An introduction to theory in performance management: Goal Setting Theory
In my previous update I highlighted the benefits of increasing theory awareness in performance management practice. It has the potential to positively impact the process of selecting, developing and using performance management solutions. Over the next few months, I will gradually introduce some of these theories, in no particular order.
A very important theory informing performance management is the Goal Setting Theory, which is considered to be one of the most effective motivational theories. It was formulated inductively based on empirical research conducted over nearly four decades by Locke and Latham. Its roots are based on the premise that conscious goals affect action (Locke & Latham, 2002).
An important note to make is that the use of the term “goals” in this theory. Goals are considered here to be the object or aim of an action. As the terminology used in performance management as a discipline is loosely structured, the goal setting theory itself applies to objectives, Key Performance Indicators and targets as well.
There are four general principles that are linked to an increase in motivation, thus generating optimal performance:
- Goals should be challenging, but attainable. Locke and Latham (2004) found a positive, linear function in that the most difficult goals produced the highest levels of effort and performance. They also found that performance decreased once the limits of ability were reached or when commitment to a highly difficult goal lapsed.
- Goals should be specific rather than vague. Research by Locke and Latham (1990) showed that specific, difficult goals consistently led to higher performance than urging people to do their best. As specific goals vary in difficulty, goal specificity in itself does not necessarily lead to high performance, but reduces variation in performance by reducing the ambiguity about what has to be achieved. (Locke, Chah, Harrison, & Lustgarten, 1989).
- Employees should be involved in the process of setting their own goals. When goals are self set, people with high self-efficacy set higher goals than do people with lower self-efficacy. They also are more committed to assigned goals, find and use better task strategies to attain the goals, and respond more positively to negative feedback than do people with low self-efficacy (Locke & Latham, 2002, Locke & Latham, 1990). The goal–performance relationship is strongest when people are committed to their goals.
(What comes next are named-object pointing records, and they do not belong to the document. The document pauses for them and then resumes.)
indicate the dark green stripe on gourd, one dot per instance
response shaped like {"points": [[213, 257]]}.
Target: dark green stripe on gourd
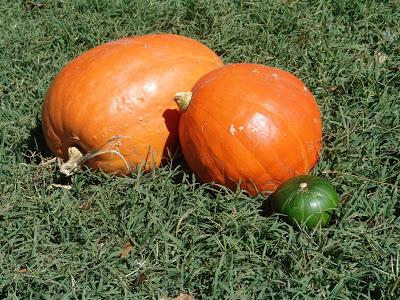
{"points": [[305, 199]]}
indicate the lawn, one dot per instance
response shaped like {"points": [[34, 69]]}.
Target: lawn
{"points": [[163, 233]]}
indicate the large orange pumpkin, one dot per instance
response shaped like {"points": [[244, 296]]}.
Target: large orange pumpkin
{"points": [[114, 102], [249, 124]]}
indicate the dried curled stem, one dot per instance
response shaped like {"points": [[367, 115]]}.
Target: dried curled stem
{"points": [[76, 159]]}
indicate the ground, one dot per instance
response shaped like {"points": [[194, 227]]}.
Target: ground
{"points": [[163, 233]]}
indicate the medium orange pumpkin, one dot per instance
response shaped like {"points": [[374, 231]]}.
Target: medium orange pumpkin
{"points": [[249, 124], [114, 102]]}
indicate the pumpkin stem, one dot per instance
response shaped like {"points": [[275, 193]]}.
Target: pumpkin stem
{"points": [[76, 159], [73, 163], [183, 100]]}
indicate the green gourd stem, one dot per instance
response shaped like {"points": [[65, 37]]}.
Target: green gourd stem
{"points": [[183, 100]]}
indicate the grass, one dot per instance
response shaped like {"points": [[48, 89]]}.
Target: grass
{"points": [[187, 237]]}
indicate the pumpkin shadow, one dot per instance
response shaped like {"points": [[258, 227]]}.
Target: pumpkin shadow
{"points": [[265, 208], [36, 144], [171, 151]]}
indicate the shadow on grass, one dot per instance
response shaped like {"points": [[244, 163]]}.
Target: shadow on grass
{"points": [[265, 208], [36, 145]]}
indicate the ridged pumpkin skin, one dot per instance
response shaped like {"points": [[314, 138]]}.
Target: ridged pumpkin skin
{"points": [[252, 124], [305, 199], [122, 91]]}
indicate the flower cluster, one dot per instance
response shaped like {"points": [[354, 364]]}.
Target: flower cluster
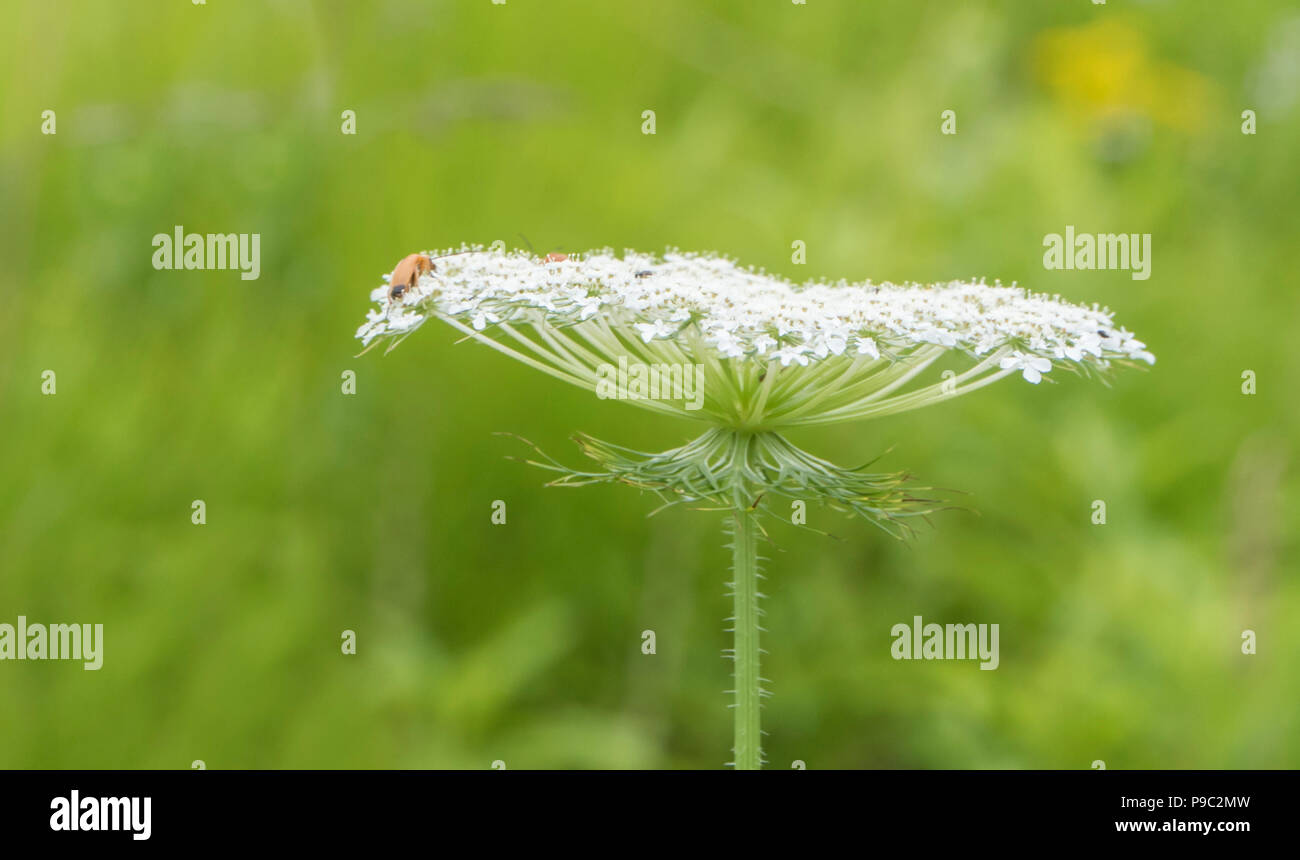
{"points": [[702, 308]]}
- Goals should be measurable in terms of being clearly understood by employees: quantity, quality, time, and cost. For goals to be effective, people need summary feedback that reveals progress in relation to their goals. If they do not know how they are doing, it is difficult for them to adjust the level or direction of their effort or to adjust their performance strategies to adjust their performance strategies to match what the goal requires. Summary feedback is a moderator of goal effects in that the combination of goals plus feedback is more effective than goals alone (Locke & Latham, 2002).
Locke & Latham (2002) propose four mechanisms through which goals affect performance:
1. Directive function. They direct attention and effort toward goal-relevant activities and away from goal irrelevant activities.
2. Energizing function. High goals lead to greater effort than low goals.
3. Impact on persistence. When participants are allowed to control the time they spend on a task, hard goals prolong effort (LaPorte & Nath, 1976). There is often, however, a trade-off in work between time and intensity of effort. Faced with a difficult goal, it is possible to work faster and more intensely for a short period or to work slower and less intensely for a long period.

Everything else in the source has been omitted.